After breakfast I go to Newtonville Books to sign stock, where everyone is angelic. They all have copies of the U of I edition of Out of the Girls' Room, and that makes me so happy. (Sorry, I don't mean to denigrate the Anchor edition, but the U of I one is the first one, the full one, my real first baby, with Sandy's beautiful photo on the cover, and I can't help but love it best.) Tim has every galley, bound proof and edition of every book and makes me want to weep with gratitude for his enthusiasm and support. It's a tiny little store, all warm colors and packed in with books and I want to curl up on that brown velvet couch and read all day.

But no. There are places to go, people to see, traffic jams to get stuck in. I drive to Cambridge to meet Jane Rosenzweig (whose name I stole for Roz) for lunch, and it turns out it's Harvard graduation weekend and we wind up driving around for hour before we manage to get the damn car into a lot where they will charge me Harvard tuition to keep my car for three hours. I'm so glad to be out of it I don't even care by now. Knopf pays for my hotel rooms and I pay $85,000 to park the car.

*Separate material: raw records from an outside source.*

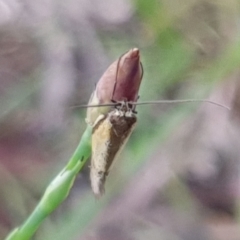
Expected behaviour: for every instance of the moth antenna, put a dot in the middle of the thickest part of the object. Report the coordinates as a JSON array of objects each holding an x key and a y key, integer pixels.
[
  {"x": 154, "y": 102},
  {"x": 180, "y": 101},
  {"x": 98, "y": 105}
]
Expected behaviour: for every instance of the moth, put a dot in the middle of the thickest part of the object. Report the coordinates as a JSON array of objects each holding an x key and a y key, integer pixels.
[
  {"x": 112, "y": 116},
  {"x": 109, "y": 135}
]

Patricia meets me and takes over Thisbe-sitting duty from Jane. We go to the Class of 1959 chapel and lie on the stone embankment. It's tranquil as the Japanese garden at the Met, with gurgling water and swimming goldfish and I think my heart slows down to a normal pace for the first time in weeks. Patricia talks of feeling sometimes like there's a hummingbird inside her, and these last few weeks I think I know what she means. When I finally leave her to battle the traffic out of Boston I almost feel rejuvenated. At least enough to put Liz Phair in the tape deck and roll down the windows and croon at the top of my lungs "The fire you like so much in me is the mark of someone adamantly free..."

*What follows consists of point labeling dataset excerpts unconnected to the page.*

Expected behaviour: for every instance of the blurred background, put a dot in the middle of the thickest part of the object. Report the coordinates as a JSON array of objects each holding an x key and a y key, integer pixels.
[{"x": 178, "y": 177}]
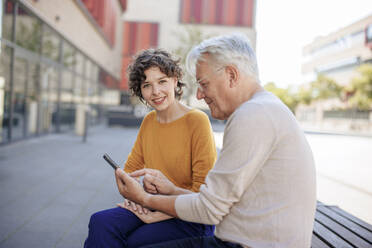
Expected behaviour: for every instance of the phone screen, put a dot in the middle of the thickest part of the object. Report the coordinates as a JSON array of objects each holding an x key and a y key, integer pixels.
[{"x": 110, "y": 161}]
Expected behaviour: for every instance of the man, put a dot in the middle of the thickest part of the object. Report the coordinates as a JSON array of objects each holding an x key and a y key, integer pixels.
[{"x": 261, "y": 191}]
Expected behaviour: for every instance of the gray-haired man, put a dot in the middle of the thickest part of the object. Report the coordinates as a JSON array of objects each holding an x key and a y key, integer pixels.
[{"x": 261, "y": 191}]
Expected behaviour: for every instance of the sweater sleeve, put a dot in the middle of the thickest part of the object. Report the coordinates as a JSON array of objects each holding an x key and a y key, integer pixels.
[
  {"x": 203, "y": 151},
  {"x": 135, "y": 159},
  {"x": 249, "y": 139}
]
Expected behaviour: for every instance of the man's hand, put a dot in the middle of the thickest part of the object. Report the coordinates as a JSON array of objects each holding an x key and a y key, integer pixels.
[
  {"x": 151, "y": 217},
  {"x": 155, "y": 182},
  {"x": 129, "y": 188}
]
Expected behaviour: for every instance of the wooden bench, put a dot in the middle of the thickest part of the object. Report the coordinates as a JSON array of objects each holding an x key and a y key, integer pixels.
[{"x": 336, "y": 228}]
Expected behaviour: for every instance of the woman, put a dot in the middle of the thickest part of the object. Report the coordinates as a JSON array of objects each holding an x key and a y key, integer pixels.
[{"x": 173, "y": 139}]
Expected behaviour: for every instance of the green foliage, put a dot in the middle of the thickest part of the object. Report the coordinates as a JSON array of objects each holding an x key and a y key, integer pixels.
[
  {"x": 324, "y": 88},
  {"x": 286, "y": 95},
  {"x": 361, "y": 88}
]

I drive 4mph all the way to New Hampshire, only keeping myself entertained in the jam by trying to keep pace with two cute boys in a dark purple car. It's something to do. Ahead of me on the highway is a car belching billows of grey smoke which shrouds the highway like a dense fog you're just about to enter but never quite reach. I have the sensation that this is what would happen if you were in a car accident and died immediately. You wouldn't experience any of it. You'd just keep on driving down the highway, the clouds of white ahead your only indication that the landscape was about to change dramatically.

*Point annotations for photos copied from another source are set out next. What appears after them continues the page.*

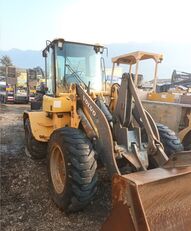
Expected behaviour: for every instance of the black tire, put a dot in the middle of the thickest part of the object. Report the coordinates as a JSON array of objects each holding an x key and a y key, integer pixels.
[
  {"x": 75, "y": 185},
  {"x": 34, "y": 148},
  {"x": 169, "y": 140}
]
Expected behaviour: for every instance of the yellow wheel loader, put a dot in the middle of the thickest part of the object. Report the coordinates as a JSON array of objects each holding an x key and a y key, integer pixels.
[{"x": 84, "y": 119}]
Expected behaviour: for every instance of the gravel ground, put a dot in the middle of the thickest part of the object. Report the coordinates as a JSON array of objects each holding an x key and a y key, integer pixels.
[{"x": 25, "y": 200}]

It's only when I see the first whitewashed sign, RHUBARB hand-painted in red, and an arrow pointing down a dirt road that I really feel good again. The route gets windy, shadowed in tall trees, old farmsteads hovering precariously in roadside fields like they're about to crumble in a strong wind. I love it up here. I will never ever ever live in a city, ever ever ever in my life. I am not human in a city. I am not me in a city. I do not know what anything is or what anything means in a city. This is right. So unquestionably right. And when I pull up to the Birch Wood Inn in Temple New Hampshire and there's an old grey cat with paws like Fernie's sleeping belly to the sun on the porch steps, I feel like the world makes complete sense again. My room is upstairs where the floors slope like a funhouse. The water is pumped from a well and smells just like it did in our old farmhouse in Iowa. I have time drive into Peterbourough to see how long I'll need to get to the bookstore tomorrow, and even time before I fall asleep to look at the book and figure out what to read. There are no phone jacks in the rooms, and not being able to check email is a blessing in a way. My bed slopes backwards, there's a deck of playing cards on the bureau I swear I owned in 1978, and the books on the shelves that guests have left here over the years remind me of every vacation I took with my parents as a child to little out of the way guesthouses you'd never be able to find again if you tried.

The bizarre sex dreams I have I don't think I'll include here.